Quando a luz finalmente foi tirada do meu rosto, confirmei que era realmente meu melhor amigo que chegou com o namorado.
"O que é isso, sou a quinta roda?" É algum encontro duplo estranho e emocionante?
"Seu irmão nos chamou para encontrar ele no laboratório de ciências." A expressão dela era provavelmente de pôquer com a forma como ela entregava suas observações de forma monótona. "O que ele está planejando fazer aqui, drogas?"
Quê?
"Eles pegaram meu sangue—"
"Les, ajuda a Kat a arrumar tudo, quer? Certifique-se de que nada fique para trás." Era o Leib. Eles estavam se movendo freneticamente, e o jorro de água da pia da torneira podia ser ouvido de vez em quando. Eles devem estar lavando as coisas que usaram antes.
Scott veio e pegou os tubos de ensaio e o microscópio. Ele nos disse para encher tudo o mais no saco plástico que ele entregou para Les.
"Verifiquem se tudo está em ordem." Leib instruiu. "Não jogue nada na lixeira, leve com você e depois cuidaremos disso mais tarde."
Destruindo e escondendo evidências, meu irmão realmente pensou em tudo isso.
Eu permaneci onde estava enquanto meus amigos e meu irmão se ocupavam se movendo pela sala iluminada por lanternas.
Quando tudo foi verificado—duas ou três vezes—e limpo, a porta do laboratório foi fechada sem som. Nos movemos sorrateiramente o mais rápido e silenciosamente possível, enquanto todos sabiam que podíamos ser pegos pelos seguranças a qualquer momento.
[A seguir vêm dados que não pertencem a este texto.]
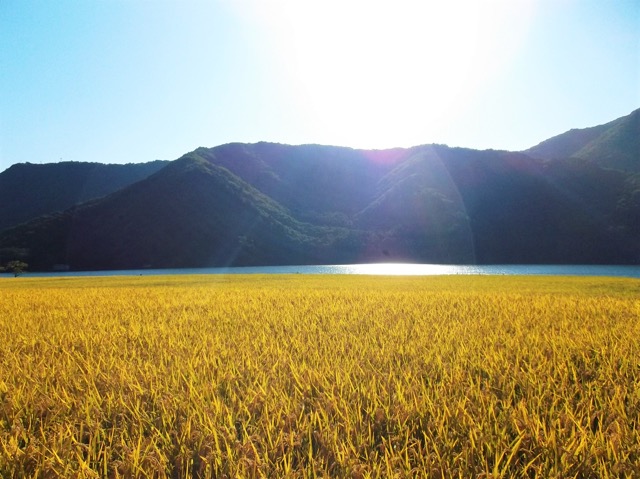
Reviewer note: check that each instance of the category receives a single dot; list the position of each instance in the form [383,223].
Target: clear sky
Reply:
[120,81]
As batidas e os chiados dos nossos sapatos ecoaram nos corredores vazios, fazendo com que parecessem mais altos do que eram.
Nenhuma palavra foi dita por nenhum de nós quando subimos na parede e entramos em nossos respectivos carros.
Meu irmão e Scotty ficaram do lado de fora e conversaram. Eu não conseguia ver seus rostos, mesmo que tentasse apertar os olhos através do vidro, mas depois de alguns minutos, Leib entrou e deu a partida no carro.
Saímos sem nenhum obstáculo e meu coração não conseguia se acalmar enquanto nos afastávamos. A emoção que eu experimentei me esgueirando pelos corredores da escola e sendo sorrateira permaneceu comigo enquanto eu observava as luzes da rua passarem por nós. Ainda confusa sobre o porquê de meu irmão ter feito tudo isso, bem como sua teoria que ele nunca me revelou, eu me segurei para não perguntar por mais alguns momentos.
Quinze minutos foi muito tempo, pareceu uma eternidade enquanto os segundos passavam atrás do banco do motorista.
"Está tudo bem para vocês conversarem agora que estamos longe da escola?" Honestamente, eu vinha me segurando para fazer perguntas razoáveis a eles porque ainda estava esperando que eles me contassem. "Sobre o que vocês conversaram lá?"
Nada. Nem uma vogal das duas pessoas sentadas na minha frente.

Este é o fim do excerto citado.